Une autre contrainte subsiste : l’accès aux informations pertinentes pour faire des analyses de fond sur les activités forestières. « Et ce n’est pas toujours évident d’avoir accès à ces informations en particulier lorsqu’on n’est pas observateur indépendant mandaté », prévient Rodrigue N’Gonzo, dont l’organisation qu’il dirigeait auparavant, FODER, mène l’observation indépendante externe au Cameroun avec succès.

Justement, c’est le constat que fait Marc Anthelme Kouadio, coordonnateur de l’Association IDEF, Initiatives pour le développement communautaire et la conversation de la forêt. Son organisation mène depuis quelques mois un projet pilote d’observation indépendante externe des forêts dans la région du Cavally, la toute première en Côte d’Ivoire. Objectif : développer cette approche dans les périmètres d’exploitation forestière (PEF).

« Cette approche est une OI non mandatée. Cette approche est la toute première en Côte d’Ivoire. Ce n’est pas facile parce qu’il n’y a pas de mandat, l’accès à la documentation est difficile mais on essaie avec des méthodologies particulières d’avoir accès à tous les documents nécessaires pour faire les analyses documentaires et conduire les différentes missions de terrain. Mais pour nous, c’est de montrer qu’avec peu il est possible de faire l’OI mandatée et l’OI non mandatée en Côte d’Ivoire », explique-t-il.

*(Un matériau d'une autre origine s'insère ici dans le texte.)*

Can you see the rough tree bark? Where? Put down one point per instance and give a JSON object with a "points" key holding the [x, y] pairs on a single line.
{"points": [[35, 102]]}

« Nous, on a un mandat qui nous permet déjà d’avoir accès aux documents, qui nous permet de pouvoir rentrer en forêt classée sans difficulté. On a beaucoup d’échanges avec la SODEFOR », précise pour la part Virginie Vergnes.

Auréolée par expérience acquise dans le Cavally depuis deux ans, la WCF a étendu cette année l’observation indépendante à deux nouvelles forêts : les forêts classées de Yaya (Alépé) et de la Besso (Adzopé). Pour ce nouveau projet, l’Ong spécialisée dans la protection des chimpanzés a initié une formation à l’intention de plusieurs organisations nationales de la société et des communautés riveraines de ces forêts classées du 31 juillet au 5 août 2017 à Abidjan. Une visite de terrain a également été organisée dans la forêt classée de Yaya, exploitée par la société ITS (Industrie tropical de sciage).

« Maintenant on fait l’observation indépendante dans trois forêts classées et c’était aussi important pour nous de former maintenant d’autres ONG qui puissent avoir cette capacité de faire ces analyses documentaires, les entretiens et aussi les missions de terrain pour voir comment s’applique la réglementation forestière de la Côte d’Ivoire », justifie la responsable de programme gestion durable à la WCF.

D’ailleurs, estime le capitaine Guy-Roger Adou, chef de l’Unité de gestion forestière en charge de la forêt classée de Yaya, la gestion durable des forêts est aujourd’hui à la fois de la « responsabilité » aussi bien de la SODEFOR, de l’industriel qui exploite que de la société civile. Une étape est tout de même cruciale dans la conduite de l’observation indépendante : l’analyse documentaire. Car, souligne Raoul Daplé, ingénieur forestier et chargé du programme FLEGT à la WCF, « 70% des infractions et des dysfonctionnements relevés lors de la première phase du projet résultent de l’analyse des documents ».